In today’s top retail news, the U.S. Commerce Department says retail sales were up in September, though inflation may have something to do with that, while more merchants may be looking to accept cryptocurrency within the next few years. Also, Walmart is trying to expand its conversational commerce capabilities despite Amazon’s dominance, and Toyota is altering its production schedule because of the semiconductor chip shortage.
Retail Sales Up 0.7% in September as Inflation Continues to Rise
Labor Day travel and continued consumer resilience contributed to a 0.7% increase in consumer spending last month, according to the U.S. Commerce Department, marking the second month in a row that retail sales have increased. This higher spending, however, is in part attributable to rising costs — the Labor Department said earlier this week that consumer prices were up 0.4% between August and September and 5.4% year over year.
Wider Acceptance of Crypto, More Specialized BNPL Plans to Lead Merchant Trends
Lauren Craig, regional manager of the Americas at Checkout.com, said that in the next three years, 40% of merchants will be looking to accept crypto as a currency — but the industry has a lot to do to prepare for that to happen at such a scale. In the shorter term, Craig said the focus is on the continuing acceleration of eCommerce and more industries that were “very card-present heavy” moving into digital sales.
AMZN vs. WMT Weekly: Walmart to Expand Conversational Commerce, But Amazon Is Already There
Walmart revealed this week that Store No. 8, the retailer’s incubation arm, is currently testing the ability for customers to text Walmart their shopping lists; the box store chain already offers voice shopping through Google Assistant.
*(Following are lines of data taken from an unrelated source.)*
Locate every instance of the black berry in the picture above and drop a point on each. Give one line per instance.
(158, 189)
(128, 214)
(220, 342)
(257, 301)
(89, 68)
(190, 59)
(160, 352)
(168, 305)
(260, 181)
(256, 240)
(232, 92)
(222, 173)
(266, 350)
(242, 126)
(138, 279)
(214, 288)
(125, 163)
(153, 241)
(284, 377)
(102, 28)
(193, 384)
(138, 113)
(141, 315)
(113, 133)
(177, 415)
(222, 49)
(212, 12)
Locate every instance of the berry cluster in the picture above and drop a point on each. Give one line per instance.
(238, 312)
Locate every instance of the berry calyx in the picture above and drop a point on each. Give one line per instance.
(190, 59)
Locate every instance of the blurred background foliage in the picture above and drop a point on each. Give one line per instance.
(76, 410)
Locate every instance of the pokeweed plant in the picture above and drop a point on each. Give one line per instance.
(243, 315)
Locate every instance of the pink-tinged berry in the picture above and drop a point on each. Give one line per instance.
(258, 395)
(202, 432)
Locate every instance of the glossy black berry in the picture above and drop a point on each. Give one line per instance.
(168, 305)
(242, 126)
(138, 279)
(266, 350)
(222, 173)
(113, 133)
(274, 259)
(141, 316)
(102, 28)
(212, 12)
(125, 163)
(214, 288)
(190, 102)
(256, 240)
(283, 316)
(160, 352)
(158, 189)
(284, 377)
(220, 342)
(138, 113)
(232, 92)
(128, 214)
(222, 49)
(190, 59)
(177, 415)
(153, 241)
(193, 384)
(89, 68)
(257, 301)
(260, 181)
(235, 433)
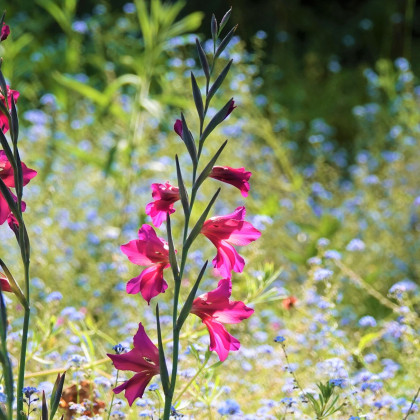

PYMNTS research has found that 31% of U.S. consumers have voice-activated speakers in their homes, but Amazon currently dominates the voice artificial intelligence (AI) market, with a reported 68% share.
Chip Shortage Forces Toyota to Scale Back Production
Toyota Motor Corp. is scheduling shutdowns of its Japan production plants in November that will last between one and five days, blaming the ongoing COVID-19 pandemic and the resulting parts shortage for the halt. Toyota has been altering its production schedule monthly since August because of the auto chip shortage, which it expects to continue in the long term.